The newly built maximum-security jail he referred to, Cecot [Terrorism Confinement Centre], is at the centre of his drive to lock up and punish the most violent gang members.
The government celebrated the opening of the jail - which it says can hold up to 40,000 inmates - by releasing photos and videos of shaven-headed and tattooed prisoners stripped down to the waist being frogmarched along its corridors.
The treatment of inmates at Cecot, where scores of inmates are locked up in each windowless cell, has been criticised by rights groups.
But Bukele’s crackdown on crime continues to be very popular with the vast majority of Salvadoreans who say they can go about their lives without threats from gang members for the first time in years.

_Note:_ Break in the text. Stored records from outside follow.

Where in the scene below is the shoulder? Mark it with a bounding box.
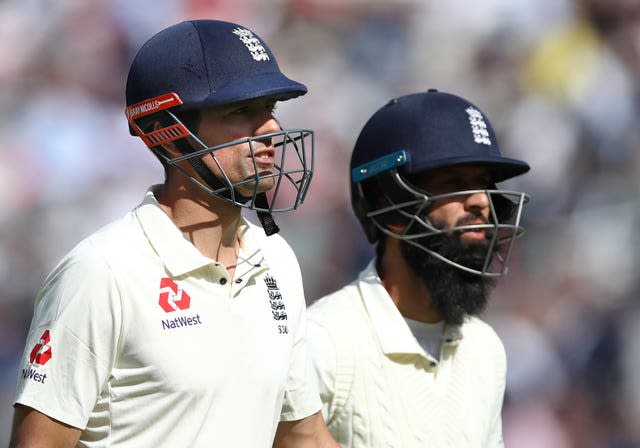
[60,211,139,262]
[461,317,504,347]
[39,213,138,296]
[32,216,137,321]
[83,211,142,256]
[306,280,371,357]
[307,281,363,325]
[459,317,507,368]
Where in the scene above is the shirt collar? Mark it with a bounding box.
[357,259,463,357]
[134,187,225,277]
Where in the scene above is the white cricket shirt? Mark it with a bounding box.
[307,260,506,447]
[14,188,321,447]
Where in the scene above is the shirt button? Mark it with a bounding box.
[220,278,227,285]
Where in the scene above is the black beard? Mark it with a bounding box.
[400,234,496,326]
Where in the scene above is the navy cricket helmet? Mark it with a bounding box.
[350,90,531,276]
[125,20,308,111]
[125,20,314,235]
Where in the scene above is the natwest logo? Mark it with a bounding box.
[158,278,191,312]
[29,330,52,366]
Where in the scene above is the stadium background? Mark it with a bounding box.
[1,0,640,445]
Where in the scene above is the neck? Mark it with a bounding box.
[154,181,243,274]
[378,238,441,323]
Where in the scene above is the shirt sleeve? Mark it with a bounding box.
[13,241,122,430]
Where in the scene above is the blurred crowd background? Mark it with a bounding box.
[1,0,640,446]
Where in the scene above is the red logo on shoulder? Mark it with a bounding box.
[158,278,191,312]
[30,330,52,366]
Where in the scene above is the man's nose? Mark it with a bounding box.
[256,115,281,136]
[464,189,490,216]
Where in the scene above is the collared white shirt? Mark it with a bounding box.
[307,259,505,447]
[14,188,320,447]
[356,262,462,361]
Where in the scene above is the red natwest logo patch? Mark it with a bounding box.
[30,330,52,366]
[158,278,191,312]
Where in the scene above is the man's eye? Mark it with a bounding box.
[230,107,249,116]
[228,104,276,117]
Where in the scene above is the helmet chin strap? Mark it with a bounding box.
[254,194,280,236]
[186,153,280,236]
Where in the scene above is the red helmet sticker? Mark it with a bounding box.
[29,330,52,366]
[158,278,191,313]
[125,92,190,149]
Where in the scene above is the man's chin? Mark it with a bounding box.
[401,235,495,325]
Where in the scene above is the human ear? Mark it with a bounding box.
[387,222,407,234]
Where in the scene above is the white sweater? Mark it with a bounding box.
[307,260,506,448]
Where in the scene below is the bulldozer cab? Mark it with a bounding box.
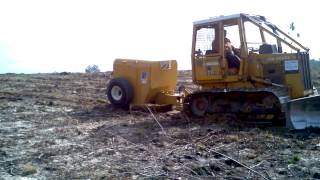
[191,14,310,90]
[192,15,244,83]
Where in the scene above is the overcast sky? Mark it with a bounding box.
[0,0,319,73]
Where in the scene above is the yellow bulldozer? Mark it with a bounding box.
[107,14,320,129]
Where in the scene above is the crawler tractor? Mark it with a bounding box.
[107,14,320,129]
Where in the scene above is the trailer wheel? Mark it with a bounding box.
[107,77,133,109]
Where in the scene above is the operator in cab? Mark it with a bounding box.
[224,30,241,74]
[212,30,241,74]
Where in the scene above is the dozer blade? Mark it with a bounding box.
[286,95,320,129]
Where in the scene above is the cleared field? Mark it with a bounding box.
[0,72,319,179]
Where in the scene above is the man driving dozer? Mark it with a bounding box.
[223,30,241,74]
[211,30,241,73]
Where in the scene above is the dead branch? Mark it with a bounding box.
[208,149,270,180]
[250,160,266,169]
[165,143,191,156]
[247,160,266,179]
[145,105,166,135]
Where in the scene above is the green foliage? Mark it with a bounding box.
[290,22,295,31]
[289,22,300,38]
[310,59,320,88]
[310,59,320,74]
[288,154,300,164]
[85,64,100,73]
[263,132,273,139]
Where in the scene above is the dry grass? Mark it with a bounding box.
[21,163,37,176]
[225,134,240,142]
[263,131,274,139]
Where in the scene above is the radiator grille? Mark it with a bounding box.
[297,52,313,90]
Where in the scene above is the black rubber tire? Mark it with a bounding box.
[107,77,133,109]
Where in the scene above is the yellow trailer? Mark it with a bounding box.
[107,59,181,109]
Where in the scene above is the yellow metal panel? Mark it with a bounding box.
[193,55,223,81]
[285,74,304,98]
[154,92,180,106]
[201,81,254,89]
[113,59,177,105]
[248,53,297,77]
[247,53,308,98]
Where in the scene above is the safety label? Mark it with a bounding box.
[284,60,299,71]
[160,61,172,70]
[141,71,148,84]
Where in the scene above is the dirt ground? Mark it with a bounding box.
[0,72,319,179]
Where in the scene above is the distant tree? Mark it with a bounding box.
[85,64,100,73]
[290,22,295,31]
[289,22,300,38]
[310,59,320,89]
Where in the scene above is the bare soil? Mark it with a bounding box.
[0,72,319,179]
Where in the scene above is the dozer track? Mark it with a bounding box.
[183,87,288,124]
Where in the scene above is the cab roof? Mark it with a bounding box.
[192,13,309,52]
[193,13,248,25]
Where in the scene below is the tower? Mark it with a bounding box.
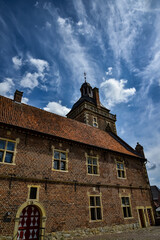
[67,74,117,134]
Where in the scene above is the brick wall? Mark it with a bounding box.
[0,126,153,236]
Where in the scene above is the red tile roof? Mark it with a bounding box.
[0,95,140,158]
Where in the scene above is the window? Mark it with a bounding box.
[53,150,68,171]
[28,186,39,200]
[93,117,98,127]
[30,187,37,199]
[0,138,16,164]
[121,197,132,218]
[89,195,102,221]
[116,161,126,178]
[87,156,99,175]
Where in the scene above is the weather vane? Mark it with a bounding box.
[84,72,87,83]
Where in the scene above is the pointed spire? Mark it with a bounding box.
[84,72,87,83]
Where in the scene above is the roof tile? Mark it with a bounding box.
[0,95,140,158]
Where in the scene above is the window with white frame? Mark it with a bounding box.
[116,161,126,178]
[121,197,132,218]
[89,195,102,221]
[52,150,68,171]
[28,186,39,200]
[0,138,16,164]
[87,156,99,175]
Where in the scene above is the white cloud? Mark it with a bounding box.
[12,56,22,69]
[22,97,29,104]
[29,57,49,73]
[56,16,97,87]
[100,78,136,107]
[19,57,50,90]
[20,72,40,89]
[45,21,51,29]
[0,78,14,96]
[77,21,83,26]
[44,101,70,116]
[57,17,66,26]
[106,67,112,76]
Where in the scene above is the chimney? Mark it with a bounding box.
[135,142,145,158]
[93,87,100,107]
[14,90,23,103]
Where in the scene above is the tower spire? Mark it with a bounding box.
[84,72,87,83]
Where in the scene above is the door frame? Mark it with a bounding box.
[137,206,147,228]
[13,201,46,240]
[145,206,155,226]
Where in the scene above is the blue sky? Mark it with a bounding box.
[0,0,160,187]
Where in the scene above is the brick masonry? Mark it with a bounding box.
[0,126,154,238]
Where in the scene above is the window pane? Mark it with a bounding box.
[122,171,125,178]
[122,197,125,205]
[118,170,121,177]
[90,197,95,206]
[125,197,129,205]
[123,207,127,218]
[93,117,97,122]
[88,165,92,174]
[7,141,15,151]
[0,151,3,162]
[96,197,100,206]
[91,208,96,220]
[93,158,97,165]
[0,140,6,149]
[127,207,132,217]
[54,160,59,169]
[96,208,102,220]
[93,123,97,127]
[117,163,120,169]
[54,151,60,159]
[120,163,124,170]
[61,161,66,170]
[30,187,37,199]
[61,152,66,160]
[5,152,13,163]
[88,157,92,164]
[93,166,97,174]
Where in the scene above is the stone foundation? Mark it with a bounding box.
[45,223,140,240]
[0,223,140,240]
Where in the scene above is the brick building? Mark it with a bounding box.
[0,81,155,239]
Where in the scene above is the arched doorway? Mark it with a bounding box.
[17,205,40,239]
[13,202,46,240]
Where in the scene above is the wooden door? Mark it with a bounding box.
[17,205,40,240]
[147,208,153,226]
[138,209,146,228]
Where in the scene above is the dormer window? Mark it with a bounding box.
[93,117,98,128]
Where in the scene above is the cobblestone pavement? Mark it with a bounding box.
[73,226,160,240]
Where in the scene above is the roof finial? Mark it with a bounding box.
[84,72,87,83]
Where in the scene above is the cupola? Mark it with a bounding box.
[80,73,93,98]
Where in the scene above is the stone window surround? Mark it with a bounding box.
[85,153,100,176]
[88,194,103,222]
[0,137,19,165]
[52,146,69,172]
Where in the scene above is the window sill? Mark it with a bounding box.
[117,177,127,180]
[89,219,103,223]
[0,162,16,166]
[87,173,100,176]
[52,169,68,173]
[124,217,134,220]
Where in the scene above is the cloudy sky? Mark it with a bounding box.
[0,0,160,187]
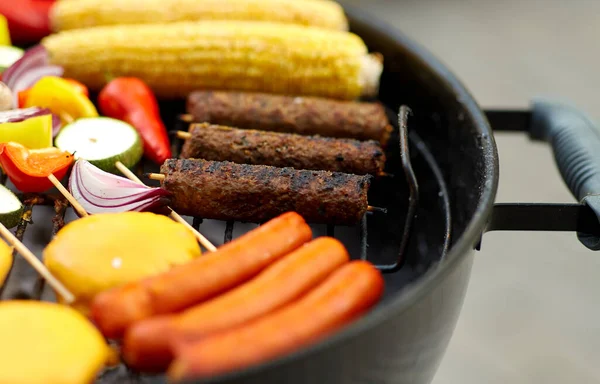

However, some relatives of the tens of thousands of people which have been rounded up and jailed under emergency measures brought in by Bukele say their loved ones have been wrongfully rounded up in sweeping police round-ups.
Amnesty International has criticised the "gradual replacement of gang violence with state violence" in the country - a criticism dismissed by Bukele, who points out that his hardline approach to crime last February won him re-election to a second term with more than 84% of the votes.
El Salvador was the second stop on Secretary of State Rubio’s first overseas tour as the US top diplomat.
His first stop was Panama, where he demanded that Panama make "immediate changes" to what he called the "influence and control" of China over the Panama Canal.
On Tuesday, he will hold meetings with officials in Costa Rica and Guatemala expected to focus on migration as well as countering Chinese influence in the region.
Since coming to office, US President Donald Trump has focused on speeding up the removal of undocumented migrants, with the promise of "mass deportations".